The CONFIDENCE ladder
The verifier emits a CONFIDENCE: line under STATUS: on every Report. The grade encodes both completeness AND outcome:
| Level | Meaning | Bar color |
|---|---|---|
| PERFECT | Every claim verified, zero gaps, no feedback | 🟢 green |
| VERIFIED | All checked passed, minor non-blocking gaps | 🟢 green |
| PARTIAL | No failures, but significant unverifiable gaps | 🟠 orange |
| FEEDBACK | At least one claim failed, verifier_prompt called (system working as designed) | 🟠 orange |
| FAILED | Couldn't verify at all — escalating to human | 🔴 red |
Manual install (no agentic coding tool)
Prerequisites
Node 20+ and npm
tmux — brew install tmux on macOS, apt install tmux on Debian/Ubuntu
Pi Coding Agent (pi on your PATH), authenticated against an LLM provider
just (recommended) — brew install just
macOS or Linux. Windows-native is untested — use WSL.
Setup
git clone <your-fork-or-this-repo>
cd the-verifier-agent
cd apps/verifier && npm install && cd ../..
.env
Both the builder and the verifier load .env from your current working directory on session_start. Drop your provider API keys (ANTHROPIC_API_KEY, OPENAI_API_KEY, DEEPSEEK_API_KEY, …) into a project-local .env and both agents see them automatically — no shell-config gymnastics. Existing process.env always wins; .env only fills gaps.
Recipes
just # list all recipes
just verifier # builder + auto-spawn verifier
just clean # kill stale verifier-* tmux sessions, sockets, breadcrumbs
just prime # prime context in an interactive Claude Code session
Known limitations
One verifier per builder (server-side enforced — a duplicate connection gets bye {reason: "duplicate connection"}).
Late-attach across processes is not supported. Use /verify from the same builder Pi to spawn its own verifier.

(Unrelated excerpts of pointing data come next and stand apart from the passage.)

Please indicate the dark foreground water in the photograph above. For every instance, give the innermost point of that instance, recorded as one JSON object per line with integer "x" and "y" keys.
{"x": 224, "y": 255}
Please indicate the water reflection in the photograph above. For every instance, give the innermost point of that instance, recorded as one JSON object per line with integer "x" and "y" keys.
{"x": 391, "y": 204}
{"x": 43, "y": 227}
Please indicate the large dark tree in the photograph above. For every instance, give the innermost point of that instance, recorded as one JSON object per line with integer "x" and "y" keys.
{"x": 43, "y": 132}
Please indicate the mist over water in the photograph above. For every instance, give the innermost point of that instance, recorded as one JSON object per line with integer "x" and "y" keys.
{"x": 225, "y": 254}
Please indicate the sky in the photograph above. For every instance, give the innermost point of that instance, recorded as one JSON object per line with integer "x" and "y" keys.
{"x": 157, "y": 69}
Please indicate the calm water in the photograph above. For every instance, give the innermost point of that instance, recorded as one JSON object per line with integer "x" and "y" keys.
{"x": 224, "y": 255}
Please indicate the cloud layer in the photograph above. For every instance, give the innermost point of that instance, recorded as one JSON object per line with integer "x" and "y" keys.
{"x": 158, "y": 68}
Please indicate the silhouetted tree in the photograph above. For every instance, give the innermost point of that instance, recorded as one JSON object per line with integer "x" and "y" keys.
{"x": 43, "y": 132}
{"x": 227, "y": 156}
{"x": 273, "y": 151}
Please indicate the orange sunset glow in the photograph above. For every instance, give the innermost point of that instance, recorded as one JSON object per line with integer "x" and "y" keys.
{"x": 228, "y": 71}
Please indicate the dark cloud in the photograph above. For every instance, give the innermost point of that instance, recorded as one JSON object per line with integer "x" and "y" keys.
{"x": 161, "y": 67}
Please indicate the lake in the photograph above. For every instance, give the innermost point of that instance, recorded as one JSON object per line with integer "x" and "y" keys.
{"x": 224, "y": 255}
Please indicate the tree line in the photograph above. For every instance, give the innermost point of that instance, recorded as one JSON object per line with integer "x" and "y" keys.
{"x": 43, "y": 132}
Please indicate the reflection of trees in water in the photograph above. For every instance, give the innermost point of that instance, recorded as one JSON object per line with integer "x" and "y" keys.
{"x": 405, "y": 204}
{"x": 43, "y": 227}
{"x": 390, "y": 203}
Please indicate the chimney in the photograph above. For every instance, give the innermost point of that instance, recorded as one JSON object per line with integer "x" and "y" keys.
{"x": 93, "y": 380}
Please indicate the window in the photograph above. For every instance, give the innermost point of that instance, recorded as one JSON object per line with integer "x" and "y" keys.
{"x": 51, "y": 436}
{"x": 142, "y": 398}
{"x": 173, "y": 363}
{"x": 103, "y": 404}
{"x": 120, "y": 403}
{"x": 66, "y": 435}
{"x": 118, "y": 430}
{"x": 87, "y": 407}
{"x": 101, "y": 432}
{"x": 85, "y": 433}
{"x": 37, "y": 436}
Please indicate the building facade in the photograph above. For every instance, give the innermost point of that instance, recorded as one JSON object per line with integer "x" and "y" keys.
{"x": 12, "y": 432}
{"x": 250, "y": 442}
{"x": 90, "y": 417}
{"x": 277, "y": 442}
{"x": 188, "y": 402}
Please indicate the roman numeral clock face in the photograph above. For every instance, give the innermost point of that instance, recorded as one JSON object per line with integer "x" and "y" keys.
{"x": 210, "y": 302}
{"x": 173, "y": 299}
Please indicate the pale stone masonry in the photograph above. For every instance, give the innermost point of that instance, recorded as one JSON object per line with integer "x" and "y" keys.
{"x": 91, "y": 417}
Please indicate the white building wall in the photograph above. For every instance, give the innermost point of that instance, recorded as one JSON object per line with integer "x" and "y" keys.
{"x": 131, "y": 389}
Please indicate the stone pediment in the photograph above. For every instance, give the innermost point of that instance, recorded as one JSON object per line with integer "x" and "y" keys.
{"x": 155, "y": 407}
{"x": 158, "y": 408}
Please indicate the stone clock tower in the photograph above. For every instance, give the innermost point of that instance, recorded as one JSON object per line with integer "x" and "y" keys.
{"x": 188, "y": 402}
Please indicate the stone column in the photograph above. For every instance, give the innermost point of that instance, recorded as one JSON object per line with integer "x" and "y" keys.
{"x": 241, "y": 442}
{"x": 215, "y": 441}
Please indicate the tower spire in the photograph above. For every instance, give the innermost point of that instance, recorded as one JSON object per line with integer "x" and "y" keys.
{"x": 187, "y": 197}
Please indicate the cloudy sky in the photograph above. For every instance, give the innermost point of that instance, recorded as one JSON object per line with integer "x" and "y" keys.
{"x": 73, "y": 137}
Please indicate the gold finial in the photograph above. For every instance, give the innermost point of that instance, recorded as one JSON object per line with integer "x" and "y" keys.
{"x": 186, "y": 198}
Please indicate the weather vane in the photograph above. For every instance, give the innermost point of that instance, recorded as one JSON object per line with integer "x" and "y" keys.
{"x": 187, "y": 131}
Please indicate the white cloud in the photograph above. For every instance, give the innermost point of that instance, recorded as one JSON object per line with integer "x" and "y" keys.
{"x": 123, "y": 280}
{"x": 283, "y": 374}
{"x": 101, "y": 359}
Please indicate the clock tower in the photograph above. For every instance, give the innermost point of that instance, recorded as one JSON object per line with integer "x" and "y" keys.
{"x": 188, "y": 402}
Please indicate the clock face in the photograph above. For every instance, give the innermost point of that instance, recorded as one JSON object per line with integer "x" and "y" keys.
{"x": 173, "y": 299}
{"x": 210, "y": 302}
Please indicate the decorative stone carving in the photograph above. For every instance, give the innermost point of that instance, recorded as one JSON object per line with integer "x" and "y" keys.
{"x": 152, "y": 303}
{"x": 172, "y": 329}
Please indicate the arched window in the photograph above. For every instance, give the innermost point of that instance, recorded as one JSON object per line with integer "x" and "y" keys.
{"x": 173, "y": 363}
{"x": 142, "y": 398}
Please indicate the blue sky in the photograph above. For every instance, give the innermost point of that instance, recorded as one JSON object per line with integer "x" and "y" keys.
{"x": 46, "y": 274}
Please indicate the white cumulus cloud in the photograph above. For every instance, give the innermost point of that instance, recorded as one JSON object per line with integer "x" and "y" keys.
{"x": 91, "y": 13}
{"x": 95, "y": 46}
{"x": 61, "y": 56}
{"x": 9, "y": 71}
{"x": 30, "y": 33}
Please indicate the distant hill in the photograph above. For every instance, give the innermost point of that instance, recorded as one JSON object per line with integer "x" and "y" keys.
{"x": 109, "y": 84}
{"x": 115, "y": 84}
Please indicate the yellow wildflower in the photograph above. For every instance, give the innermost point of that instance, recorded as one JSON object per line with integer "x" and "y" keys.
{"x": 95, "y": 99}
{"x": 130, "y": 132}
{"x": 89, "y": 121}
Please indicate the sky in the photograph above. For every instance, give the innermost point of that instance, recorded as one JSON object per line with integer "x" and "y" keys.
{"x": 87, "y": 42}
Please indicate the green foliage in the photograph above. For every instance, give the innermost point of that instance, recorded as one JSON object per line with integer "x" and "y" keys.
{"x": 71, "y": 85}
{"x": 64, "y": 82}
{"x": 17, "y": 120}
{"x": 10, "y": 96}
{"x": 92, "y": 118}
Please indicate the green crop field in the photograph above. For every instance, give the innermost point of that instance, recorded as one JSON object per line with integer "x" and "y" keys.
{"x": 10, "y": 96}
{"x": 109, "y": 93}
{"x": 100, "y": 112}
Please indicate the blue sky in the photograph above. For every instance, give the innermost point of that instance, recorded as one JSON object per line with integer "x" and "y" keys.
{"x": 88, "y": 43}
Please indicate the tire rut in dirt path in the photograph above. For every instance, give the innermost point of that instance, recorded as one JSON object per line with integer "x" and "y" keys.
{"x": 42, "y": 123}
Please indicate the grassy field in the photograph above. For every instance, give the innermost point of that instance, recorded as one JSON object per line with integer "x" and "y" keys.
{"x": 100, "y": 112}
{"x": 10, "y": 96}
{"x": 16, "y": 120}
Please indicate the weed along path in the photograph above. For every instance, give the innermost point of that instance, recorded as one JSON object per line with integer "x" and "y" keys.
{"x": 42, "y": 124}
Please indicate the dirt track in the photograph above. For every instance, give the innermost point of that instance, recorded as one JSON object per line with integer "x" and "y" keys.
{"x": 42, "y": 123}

Persona selection via --verifier-agent <name>. Defaults to the generic verifier. Drop a sibling persona file in .pi/verifier/agents/ and select it without editing source.
The verifier's persona body is rendered into --system-prompt as a full overwrite. Pi's default system prompt is replaced, not appended to — by design.
Read-only is by tool surface, not by sandbox. Don't load untrusted personas.
Windows-native is untested. Use WSL.